Andere katholisch geprägte Länder weisen hier deutlich niedrigere Werte auf (Irland, Italien, Kroatien und Malta, wo Scheidungen noch bis 2011 verboten waren). Auch auf dem Balkan wie in Bosnien, Montenegro, Serbien oder Mazedonien liegt die Zahl unter dem europäischen Schnitt.
Noch höher als in Litauen ist die Bruttoscheidungszahl in Russland und Weißrussland. Und die statistische Wahrscheinlichkeit einer Scheidung in einer Ehe ist in Spanien, Portugal, Belgien, Ungarn und Tschechien am höchsten.
Das widersprüchlich erscheinende Bild in Litauen ist wohl durch die gegensätzlichen Prägungen des Landes zu erklären. Die in ihren Wurzeln katholische und ländliche Kultur lässt die Ehe immer noch sehr vielen als die bedeutendste Form des Zusammenlebens erscheinen. Die Kohabitation (Zusammenleben ohne Trauschein) ist auf dem Vormarsch, aber viele dieser Paare heiraten später dann doch noch. Die hohe Scheidungszahl ist wohl auf die jahrzehntelange Gewöhnung in der UdSSR zurückzuführen. Deren geerbte gesetzliche Praxis der recht einfachen und schnellen Scheidung lässt viele bei Krisen diesen Ausweg nehmen.

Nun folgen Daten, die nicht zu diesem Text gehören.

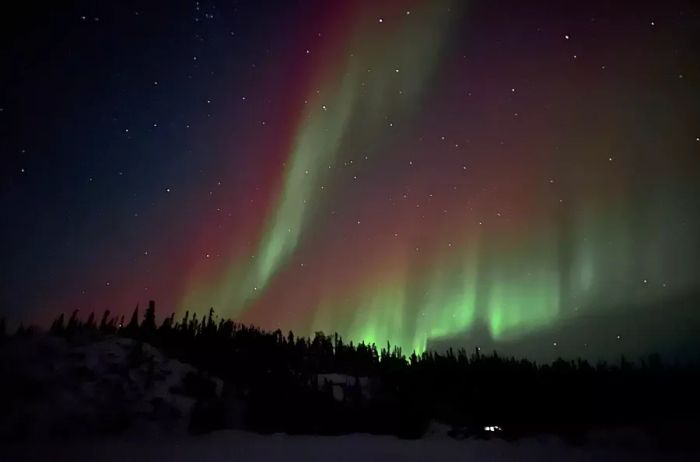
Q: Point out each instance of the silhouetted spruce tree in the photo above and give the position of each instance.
(73, 323)
(90, 323)
(148, 326)
(132, 329)
(57, 326)
(104, 323)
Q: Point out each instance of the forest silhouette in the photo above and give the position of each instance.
(280, 383)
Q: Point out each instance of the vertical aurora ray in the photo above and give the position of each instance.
(346, 112)
(458, 238)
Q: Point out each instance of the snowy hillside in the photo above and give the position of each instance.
(55, 388)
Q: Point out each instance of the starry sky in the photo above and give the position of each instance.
(514, 175)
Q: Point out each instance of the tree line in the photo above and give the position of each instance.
(275, 379)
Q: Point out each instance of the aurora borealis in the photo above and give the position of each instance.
(418, 172)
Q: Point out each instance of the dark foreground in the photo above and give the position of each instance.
(239, 446)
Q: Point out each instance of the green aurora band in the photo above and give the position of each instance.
(580, 246)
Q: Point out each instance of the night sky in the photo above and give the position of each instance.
(514, 175)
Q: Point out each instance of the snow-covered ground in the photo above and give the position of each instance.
(240, 446)
(52, 387)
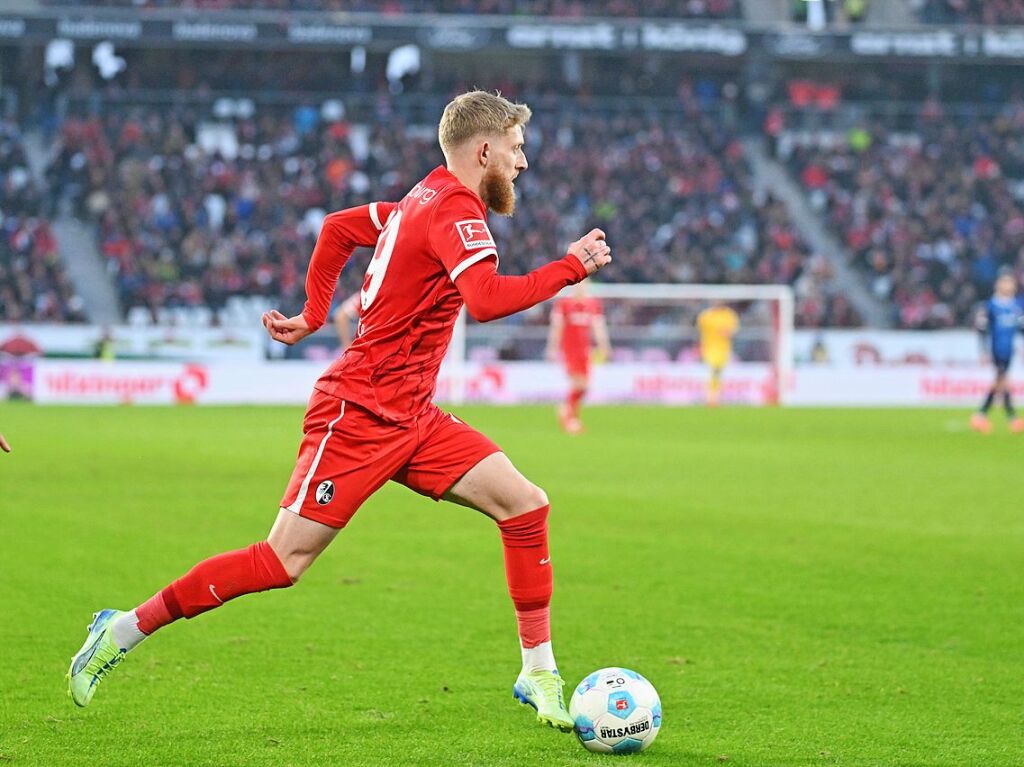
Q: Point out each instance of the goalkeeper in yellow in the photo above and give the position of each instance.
(717, 325)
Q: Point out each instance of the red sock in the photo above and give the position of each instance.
(576, 396)
(213, 582)
(527, 568)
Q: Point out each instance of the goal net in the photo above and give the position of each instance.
(655, 355)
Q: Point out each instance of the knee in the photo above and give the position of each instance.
(294, 561)
(536, 498)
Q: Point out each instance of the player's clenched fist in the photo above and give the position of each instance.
(592, 251)
(286, 330)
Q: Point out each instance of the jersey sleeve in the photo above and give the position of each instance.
(459, 232)
(341, 233)
(492, 296)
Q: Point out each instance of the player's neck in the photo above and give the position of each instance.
(471, 178)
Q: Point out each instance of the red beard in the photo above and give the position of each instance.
(498, 193)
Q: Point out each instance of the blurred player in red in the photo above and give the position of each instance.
(578, 331)
(371, 418)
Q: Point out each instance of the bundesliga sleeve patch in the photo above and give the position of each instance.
(474, 233)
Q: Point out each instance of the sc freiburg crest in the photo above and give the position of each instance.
(325, 492)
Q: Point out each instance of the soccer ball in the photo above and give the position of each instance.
(616, 711)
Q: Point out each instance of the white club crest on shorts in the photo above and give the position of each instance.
(474, 233)
(325, 492)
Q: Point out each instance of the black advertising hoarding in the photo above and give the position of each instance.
(333, 31)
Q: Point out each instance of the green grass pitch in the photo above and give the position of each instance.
(803, 588)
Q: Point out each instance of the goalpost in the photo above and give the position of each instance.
(653, 338)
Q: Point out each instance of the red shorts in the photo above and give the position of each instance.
(347, 454)
(577, 365)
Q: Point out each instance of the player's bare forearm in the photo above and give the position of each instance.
(492, 296)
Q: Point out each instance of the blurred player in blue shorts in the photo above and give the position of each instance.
(998, 322)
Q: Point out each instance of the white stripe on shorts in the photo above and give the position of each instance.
(296, 506)
(475, 258)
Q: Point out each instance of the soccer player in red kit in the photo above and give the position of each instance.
(371, 418)
(577, 327)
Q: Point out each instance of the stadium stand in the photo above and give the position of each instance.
(970, 11)
(34, 286)
(193, 211)
(557, 8)
(930, 214)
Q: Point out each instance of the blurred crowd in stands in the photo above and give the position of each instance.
(559, 8)
(34, 287)
(190, 211)
(929, 214)
(970, 11)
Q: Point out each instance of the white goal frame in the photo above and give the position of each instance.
(781, 294)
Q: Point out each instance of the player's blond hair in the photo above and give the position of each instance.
(475, 113)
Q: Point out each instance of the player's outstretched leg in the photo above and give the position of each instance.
(527, 567)
(211, 583)
(276, 563)
(520, 509)
(979, 421)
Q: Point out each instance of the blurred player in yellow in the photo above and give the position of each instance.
(343, 317)
(578, 335)
(717, 325)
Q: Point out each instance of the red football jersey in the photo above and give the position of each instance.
(409, 302)
(578, 317)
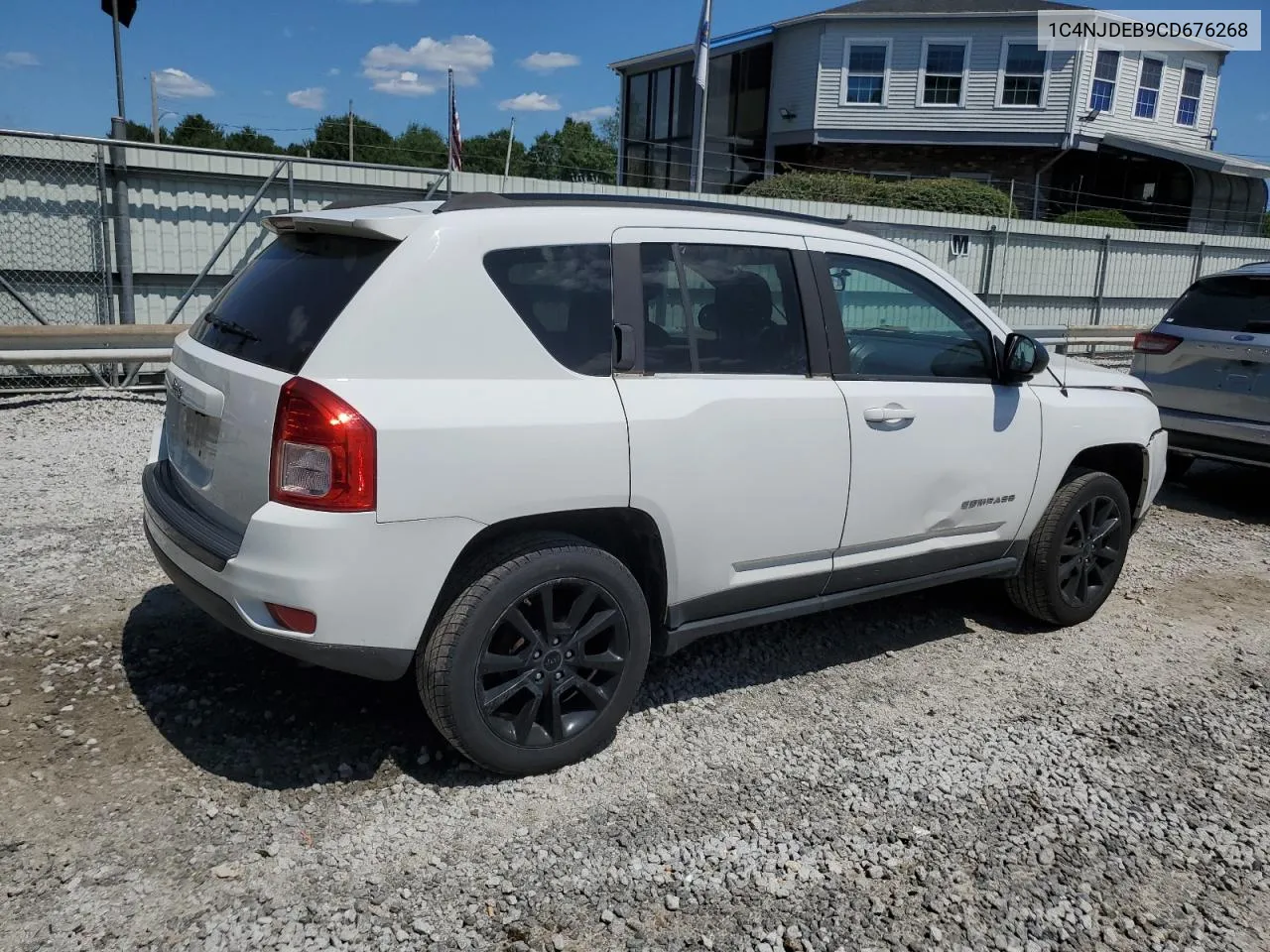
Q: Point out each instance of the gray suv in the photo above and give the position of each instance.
(1207, 366)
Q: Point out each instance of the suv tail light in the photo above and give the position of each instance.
(322, 452)
(1148, 341)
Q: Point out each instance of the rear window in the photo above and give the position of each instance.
(285, 301)
(564, 295)
(1233, 302)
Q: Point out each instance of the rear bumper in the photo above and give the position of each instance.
(1157, 461)
(1216, 436)
(372, 585)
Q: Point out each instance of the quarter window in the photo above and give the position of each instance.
(1105, 71)
(1148, 89)
(1188, 104)
(564, 295)
(866, 73)
(721, 308)
(944, 77)
(1025, 75)
(898, 324)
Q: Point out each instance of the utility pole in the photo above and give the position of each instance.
(154, 107)
(507, 164)
(118, 58)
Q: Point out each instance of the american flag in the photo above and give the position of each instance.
(456, 141)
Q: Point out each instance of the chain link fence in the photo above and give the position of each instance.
(55, 250)
(193, 222)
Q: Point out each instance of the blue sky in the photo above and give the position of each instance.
(280, 64)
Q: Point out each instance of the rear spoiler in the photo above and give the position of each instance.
(384, 222)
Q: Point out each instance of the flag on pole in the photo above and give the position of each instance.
(702, 71)
(456, 141)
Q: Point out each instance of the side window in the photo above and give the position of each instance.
(564, 295)
(721, 308)
(898, 324)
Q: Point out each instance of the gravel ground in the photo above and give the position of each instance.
(925, 774)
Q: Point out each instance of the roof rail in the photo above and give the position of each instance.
(497, 199)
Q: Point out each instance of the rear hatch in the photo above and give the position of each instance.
(1220, 363)
(223, 380)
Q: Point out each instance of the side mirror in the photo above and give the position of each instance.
(1023, 359)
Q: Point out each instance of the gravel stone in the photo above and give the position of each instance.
(994, 787)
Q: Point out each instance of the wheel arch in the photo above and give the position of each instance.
(627, 534)
(1129, 463)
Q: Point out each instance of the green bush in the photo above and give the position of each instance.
(960, 195)
(1098, 217)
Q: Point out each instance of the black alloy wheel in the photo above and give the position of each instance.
(552, 661)
(538, 656)
(1089, 557)
(1076, 552)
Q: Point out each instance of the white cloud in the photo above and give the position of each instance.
(17, 59)
(312, 98)
(178, 84)
(594, 114)
(395, 70)
(531, 103)
(547, 62)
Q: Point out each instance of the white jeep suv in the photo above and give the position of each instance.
(512, 445)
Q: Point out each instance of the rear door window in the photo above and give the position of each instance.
(1232, 302)
(564, 294)
(278, 308)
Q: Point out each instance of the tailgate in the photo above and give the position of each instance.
(226, 372)
(1220, 367)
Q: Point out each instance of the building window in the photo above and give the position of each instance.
(1148, 89)
(658, 148)
(944, 72)
(1024, 79)
(1102, 95)
(1188, 104)
(866, 73)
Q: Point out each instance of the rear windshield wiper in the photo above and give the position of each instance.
(230, 326)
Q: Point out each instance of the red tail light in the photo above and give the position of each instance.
(322, 452)
(1151, 343)
(296, 620)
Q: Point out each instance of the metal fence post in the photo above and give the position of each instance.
(122, 222)
(988, 259)
(1199, 262)
(1102, 280)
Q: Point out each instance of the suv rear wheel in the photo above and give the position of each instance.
(1076, 552)
(539, 657)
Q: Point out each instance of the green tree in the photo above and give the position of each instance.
(423, 146)
(488, 154)
(249, 140)
(197, 131)
(371, 143)
(572, 154)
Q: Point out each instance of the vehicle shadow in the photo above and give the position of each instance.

Die Kirchen Litauens entdecken die Herausforderung und Chance der Vorbereitung von Paaren auf die Eheschließung und die Eheseelsorge nur langsam. Die katholische Kirche verlangt inzwischen vor der Trauung die Absolvierung eines Grundkurses. In ihren Reihen gibt es auch den einen und anderen Experten auf dem Gebiet. Auf Seiten der evangelischen Kirchen herrscht hier großer Nachholbedarf. Die reformierte Kirche hat zumindest vor vier Jahren ihre Ehe- und Scheidungsgrundsätze formuliert. Darauf lässt sich aufbauen. Doch noch gibt es viel zu tun.
(Foto o.: Trauung in der Auferstehungskirche in Kaunas; Henrikas Kudirka, kudirka.lt)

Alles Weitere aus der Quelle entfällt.